Measures of dissimilarities
- Classical distances
- Correlation-based distances;

Measures of dissimilarities

Classical distances

A distance function or metric a on the space \(\mathbb{R}^n,\:n\geq 1\), is a function \(d:\mathbb{R}^n\times\mathbb{R}^n\rightarrow \mathbb{R}\).
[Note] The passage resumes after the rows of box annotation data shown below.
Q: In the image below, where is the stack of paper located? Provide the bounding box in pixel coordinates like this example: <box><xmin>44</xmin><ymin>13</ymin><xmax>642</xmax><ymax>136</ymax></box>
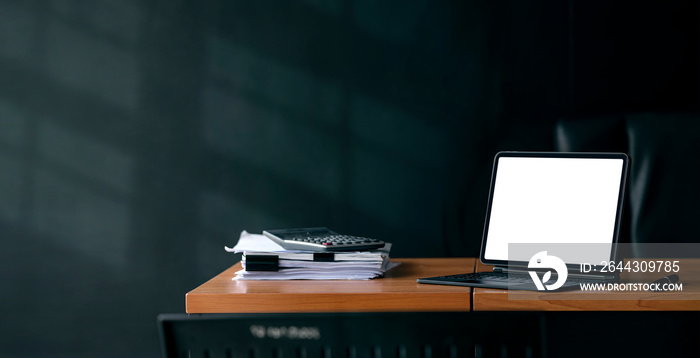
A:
<box><xmin>225</xmin><ymin>231</ymin><xmax>398</xmax><ymax>280</ymax></box>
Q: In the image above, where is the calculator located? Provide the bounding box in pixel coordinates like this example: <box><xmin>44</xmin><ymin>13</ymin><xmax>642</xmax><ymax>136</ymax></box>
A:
<box><xmin>263</xmin><ymin>227</ymin><xmax>384</xmax><ymax>252</ymax></box>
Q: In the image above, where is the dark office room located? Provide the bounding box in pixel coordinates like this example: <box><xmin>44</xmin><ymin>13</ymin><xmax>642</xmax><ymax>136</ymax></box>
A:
<box><xmin>0</xmin><ymin>0</ymin><xmax>700</xmax><ymax>358</ymax></box>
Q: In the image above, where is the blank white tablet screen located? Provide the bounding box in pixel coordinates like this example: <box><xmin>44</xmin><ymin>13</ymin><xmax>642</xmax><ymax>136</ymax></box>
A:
<box><xmin>484</xmin><ymin>157</ymin><xmax>623</xmax><ymax>260</ymax></box>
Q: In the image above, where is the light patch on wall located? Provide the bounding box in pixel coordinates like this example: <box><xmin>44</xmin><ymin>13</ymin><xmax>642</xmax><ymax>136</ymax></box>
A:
<box><xmin>31</xmin><ymin>168</ymin><xmax>131</xmax><ymax>271</ymax></box>
<box><xmin>302</xmin><ymin>0</ymin><xmax>345</xmax><ymax>17</ymax></box>
<box><xmin>350</xmin><ymin>95</ymin><xmax>449</xmax><ymax>170</ymax></box>
<box><xmin>207</xmin><ymin>37</ymin><xmax>343</xmax><ymax>125</ymax></box>
<box><xmin>202</xmin><ymin>88</ymin><xmax>342</xmax><ymax>200</ymax></box>
<box><xmin>51</xmin><ymin>0</ymin><xmax>144</xmax><ymax>44</ymax></box>
<box><xmin>0</xmin><ymin>151</ymin><xmax>22</xmax><ymax>223</ymax></box>
<box><xmin>0</xmin><ymin>101</ymin><xmax>27</xmax><ymax>149</ymax></box>
<box><xmin>0</xmin><ymin>1</ymin><xmax>37</xmax><ymax>64</ymax></box>
<box><xmin>349</xmin><ymin>146</ymin><xmax>442</xmax><ymax>234</ymax></box>
<box><xmin>44</xmin><ymin>19</ymin><xmax>139</xmax><ymax>111</ymax></box>
<box><xmin>37</xmin><ymin>120</ymin><xmax>134</xmax><ymax>195</ymax></box>
<box><xmin>198</xmin><ymin>191</ymin><xmax>283</xmax><ymax>238</ymax></box>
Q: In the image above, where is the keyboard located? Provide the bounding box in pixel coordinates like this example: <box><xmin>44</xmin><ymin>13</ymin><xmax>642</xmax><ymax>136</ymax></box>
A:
<box><xmin>418</xmin><ymin>272</ymin><xmax>601</xmax><ymax>291</ymax></box>
<box><xmin>263</xmin><ymin>227</ymin><xmax>385</xmax><ymax>251</ymax></box>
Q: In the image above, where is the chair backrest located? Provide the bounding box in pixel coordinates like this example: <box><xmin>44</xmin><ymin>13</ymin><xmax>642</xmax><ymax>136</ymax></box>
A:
<box><xmin>555</xmin><ymin>113</ymin><xmax>700</xmax><ymax>252</ymax></box>
<box><xmin>158</xmin><ymin>312</ymin><xmax>543</xmax><ymax>358</ymax></box>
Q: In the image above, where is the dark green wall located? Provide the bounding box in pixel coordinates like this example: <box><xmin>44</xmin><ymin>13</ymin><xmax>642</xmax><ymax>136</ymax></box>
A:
<box><xmin>0</xmin><ymin>0</ymin><xmax>700</xmax><ymax>357</ymax></box>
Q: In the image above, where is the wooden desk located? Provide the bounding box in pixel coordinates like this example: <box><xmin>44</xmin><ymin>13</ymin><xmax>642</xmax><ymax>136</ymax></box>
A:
<box><xmin>472</xmin><ymin>259</ymin><xmax>700</xmax><ymax>311</ymax></box>
<box><xmin>185</xmin><ymin>258</ymin><xmax>475</xmax><ymax>313</ymax></box>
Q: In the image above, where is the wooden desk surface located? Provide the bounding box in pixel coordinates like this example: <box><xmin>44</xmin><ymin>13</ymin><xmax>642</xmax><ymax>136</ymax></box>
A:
<box><xmin>185</xmin><ymin>258</ymin><xmax>475</xmax><ymax>313</ymax></box>
<box><xmin>472</xmin><ymin>259</ymin><xmax>700</xmax><ymax>311</ymax></box>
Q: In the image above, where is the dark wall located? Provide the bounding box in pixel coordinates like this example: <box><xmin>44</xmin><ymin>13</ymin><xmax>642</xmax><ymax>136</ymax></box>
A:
<box><xmin>0</xmin><ymin>0</ymin><xmax>700</xmax><ymax>357</ymax></box>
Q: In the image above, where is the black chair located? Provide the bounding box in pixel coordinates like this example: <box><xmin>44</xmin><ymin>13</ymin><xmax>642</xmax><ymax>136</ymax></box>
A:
<box><xmin>158</xmin><ymin>312</ymin><xmax>544</xmax><ymax>358</ymax></box>
<box><xmin>554</xmin><ymin>113</ymin><xmax>700</xmax><ymax>256</ymax></box>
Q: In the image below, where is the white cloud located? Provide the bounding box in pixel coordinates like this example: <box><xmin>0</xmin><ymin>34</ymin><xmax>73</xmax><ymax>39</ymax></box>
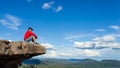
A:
<box><xmin>0</xmin><ymin>14</ymin><xmax>21</xmax><ymax>30</ymax></box>
<box><xmin>6</xmin><ymin>33</ymin><xmax>11</xmax><ymax>36</ymax></box>
<box><xmin>27</xmin><ymin>0</ymin><xmax>32</xmax><ymax>2</ymax></box>
<box><xmin>109</xmin><ymin>25</ymin><xmax>120</xmax><ymax>31</ymax></box>
<box><xmin>93</xmin><ymin>35</ymin><xmax>116</xmax><ymax>42</ymax></box>
<box><xmin>43</xmin><ymin>50</ymin><xmax>58</xmax><ymax>58</ymax></box>
<box><xmin>83</xmin><ymin>50</ymin><xmax>100</xmax><ymax>57</ymax></box>
<box><xmin>96</xmin><ymin>29</ymin><xmax>105</xmax><ymax>32</ymax></box>
<box><xmin>110</xmin><ymin>25</ymin><xmax>120</xmax><ymax>30</ymax></box>
<box><xmin>56</xmin><ymin>6</ymin><xmax>63</xmax><ymax>12</ymax></box>
<box><xmin>74</xmin><ymin>41</ymin><xmax>93</xmax><ymax>49</ymax></box>
<box><xmin>42</xmin><ymin>1</ymin><xmax>54</xmax><ymax>9</ymax></box>
<box><xmin>42</xmin><ymin>1</ymin><xmax>63</xmax><ymax>12</ymax></box>
<box><xmin>74</xmin><ymin>35</ymin><xmax>120</xmax><ymax>49</ymax></box>
<box><xmin>41</xmin><ymin>43</ymin><xmax>54</xmax><ymax>49</ymax></box>
<box><xmin>65</xmin><ymin>34</ymin><xmax>96</xmax><ymax>41</ymax></box>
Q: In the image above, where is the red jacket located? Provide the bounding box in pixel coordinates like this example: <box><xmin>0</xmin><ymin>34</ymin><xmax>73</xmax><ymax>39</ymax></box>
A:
<box><xmin>24</xmin><ymin>30</ymin><xmax>37</xmax><ymax>40</ymax></box>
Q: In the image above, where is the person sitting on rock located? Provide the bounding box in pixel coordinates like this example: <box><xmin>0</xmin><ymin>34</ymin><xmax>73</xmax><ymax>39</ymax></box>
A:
<box><xmin>24</xmin><ymin>27</ymin><xmax>38</xmax><ymax>44</ymax></box>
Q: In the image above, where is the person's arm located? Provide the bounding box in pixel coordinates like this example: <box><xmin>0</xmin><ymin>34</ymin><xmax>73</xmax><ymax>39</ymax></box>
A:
<box><xmin>31</xmin><ymin>32</ymin><xmax>37</xmax><ymax>39</ymax></box>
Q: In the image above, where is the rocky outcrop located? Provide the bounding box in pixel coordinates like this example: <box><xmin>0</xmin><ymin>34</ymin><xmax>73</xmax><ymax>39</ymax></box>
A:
<box><xmin>0</xmin><ymin>40</ymin><xmax>46</xmax><ymax>68</ymax></box>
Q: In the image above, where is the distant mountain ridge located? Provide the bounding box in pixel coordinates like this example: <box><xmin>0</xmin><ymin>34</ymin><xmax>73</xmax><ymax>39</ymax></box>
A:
<box><xmin>22</xmin><ymin>58</ymin><xmax>120</xmax><ymax>64</ymax></box>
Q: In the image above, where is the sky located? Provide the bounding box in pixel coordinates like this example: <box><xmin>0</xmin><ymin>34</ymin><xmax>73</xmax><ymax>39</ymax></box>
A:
<box><xmin>0</xmin><ymin>0</ymin><xmax>120</xmax><ymax>60</ymax></box>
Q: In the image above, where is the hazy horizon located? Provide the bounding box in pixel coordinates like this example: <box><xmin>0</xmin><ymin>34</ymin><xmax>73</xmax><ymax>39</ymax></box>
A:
<box><xmin>0</xmin><ymin>0</ymin><xmax>120</xmax><ymax>60</ymax></box>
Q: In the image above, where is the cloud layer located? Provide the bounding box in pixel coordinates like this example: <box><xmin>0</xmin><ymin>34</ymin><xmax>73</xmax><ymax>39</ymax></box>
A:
<box><xmin>0</xmin><ymin>14</ymin><xmax>21</xmax><ymax>30</ymax></box>
<box><xmin>74</xmin><ymin>35</ymin><xmax>120</xmax><ymax>49</ymax></box>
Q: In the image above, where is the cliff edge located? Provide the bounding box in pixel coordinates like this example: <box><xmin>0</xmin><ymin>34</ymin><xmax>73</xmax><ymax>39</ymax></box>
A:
<box><xmin>0</xmin><ymin>40</ymin><xmax>46</xmax><ymax>68</ymax></box>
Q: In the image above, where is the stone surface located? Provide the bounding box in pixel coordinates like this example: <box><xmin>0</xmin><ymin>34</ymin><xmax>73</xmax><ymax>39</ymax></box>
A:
<box><xmin>0</xmin><ymin>40</ymin><xmax>46</xmax><ymax>68</ymax></box>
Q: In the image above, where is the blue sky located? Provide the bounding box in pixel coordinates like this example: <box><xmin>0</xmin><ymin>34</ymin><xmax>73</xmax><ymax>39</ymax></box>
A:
<box><xmin>0</xmin><ymin>0</ymin><xmax>120</xmax><ymax>60</ymax></box>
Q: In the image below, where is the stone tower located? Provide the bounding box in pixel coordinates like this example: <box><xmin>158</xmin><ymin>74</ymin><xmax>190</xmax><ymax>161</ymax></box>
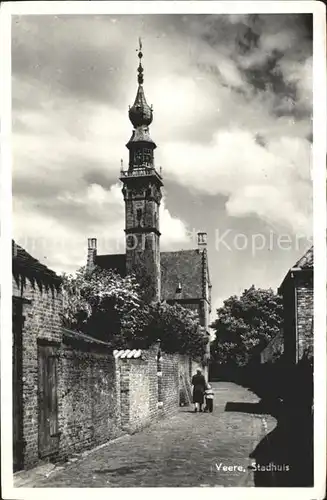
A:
<box><xmin>120</xmin><ymin>40</ymin><xmax>163</xmax><ymax>302</ymax></box>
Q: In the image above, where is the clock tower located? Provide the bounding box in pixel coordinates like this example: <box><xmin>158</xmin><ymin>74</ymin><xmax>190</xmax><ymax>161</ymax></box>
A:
<box><xmin>120</xmin><ymin>40</ymin><xmax>163</xmax><ymax>302</ymax></box>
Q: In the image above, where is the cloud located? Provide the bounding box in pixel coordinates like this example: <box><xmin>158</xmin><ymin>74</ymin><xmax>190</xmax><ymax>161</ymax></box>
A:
<box><xmin>161</xmin><ymin>129</ymin><xmax>312</xmax><ymax>234</ymax></box>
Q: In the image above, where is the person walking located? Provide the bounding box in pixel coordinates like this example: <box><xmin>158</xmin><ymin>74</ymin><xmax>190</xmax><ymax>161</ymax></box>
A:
<box><xmin>192</xmin><ymin>370</ymin><xmax>206</xmax><ymax>412</ymax></box>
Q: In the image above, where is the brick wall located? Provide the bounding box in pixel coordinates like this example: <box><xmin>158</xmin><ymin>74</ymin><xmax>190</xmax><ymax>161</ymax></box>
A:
<box><xmin>13</xmin><ymin>277</ymin><xmax>62</xmax><ymax>467</ymax></box>
<box><xmin>162</xmin><ymin>353</ymin><xmax>179</xmax><ymax>416</ymax></box>
<box><xmin>296</xmin><ymin>274</ymin><xmax>313</xmax><ymax>360</ymax></box>
<box><xmin>178</xmin><ymin>355</ymin><xmax>192</xmax><ymax>406</ymax></box>
<box><xmin>280</xmin><ymin>271</ymin><xmax>313</xmax><ymax>364</ymax></box>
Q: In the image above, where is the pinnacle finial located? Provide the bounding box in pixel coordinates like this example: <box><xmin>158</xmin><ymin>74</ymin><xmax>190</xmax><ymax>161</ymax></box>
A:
<box><xmin>136</xmin><ymin>37</ymin><xmax>144</xmax><ymax>85</ymax></box>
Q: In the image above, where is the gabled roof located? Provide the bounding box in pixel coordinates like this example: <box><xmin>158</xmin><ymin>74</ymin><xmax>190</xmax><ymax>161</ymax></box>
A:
<box><xmin>12</xmin><ymin>240</ymin><xmax>62</xmax><ymax>285</ymax></box>
<box><xmin>294</xmin><ymin>246</ymin><xmax>313</xmax><ymax>269</ymax></box>
<box><xmin>95</xmin><ymin>254</ymin><xmax>126</xmax><ymax>276</ymax></box>
<box><xmin>160</xmin><ymin>250</ymin><xmax>203</xmax><ymax>300</ymax></box>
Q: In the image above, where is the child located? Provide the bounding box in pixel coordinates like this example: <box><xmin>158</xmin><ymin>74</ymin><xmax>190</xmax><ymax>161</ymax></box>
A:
<box><xmin>204</xmin><ymin>384</ymin><xmax>213</xmax><ymax>413</ymax></box>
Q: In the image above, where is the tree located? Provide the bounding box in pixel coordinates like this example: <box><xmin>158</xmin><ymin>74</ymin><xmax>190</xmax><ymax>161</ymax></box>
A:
<box><xmin>211</xmin><ymin>286</ymin><xmax>282</xmax><ymax>366</ymax></box>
It must satisfy some required axioms.

P1. \(d(\mathbf{x},\mathbf{y})= 0\iff \mathbf{x}=\mathbf{y}\) (identity of indiscernibles);

P2. \(d(\mathbf{x},\mathbf{y})= d(\mathbf{y},\mathbf{x})\) (symmetry);

P3. \(d(\mathbf{x},\mathbf{y})+d(\mathbf{y},\mathbf{z})\geq d(\mathbf{x},\mathbf{z})\) (triangle inequality),

where \(\mathbf{x}=(x_1,\cdots,x_n)\), \(\mathbf{y}=(y_1,\cdots,y_n)\) and \(\mathbf{z}=(z_1,\cdots,z_n)\) are any three vectors of \(\mathbb{R}^n\).

Exercice 2: Pove that these three axioms imply the non-negativity condition: \(d(\mathbf{x},\mathbf{y})\geq 0\).

We should use the term dissimilarity instead of distance when not all mathematical axioms for distances, that is P1-P3, are valid.

Let us recall and introduce some useful metrics:

Euclidean distance:

\[d(\mathbf{x},\mathbf{y})=\sqrt{\sum_{i=1}^n (x_i-y_i)^2}.\]

Manhattan distance:

\[d(\mathbf{x},\mathbf{y}) =\sum_{i=1}^n |x_i-y_i|.\]

There exists also a weighted version of the above distance given by:

Canberra distance:

\[d(\mathbf{x},\mathbf{y}) =\sum_{i=1}^n \frac{|x_i-y_i|}{|x_i|+|y_i|}.\]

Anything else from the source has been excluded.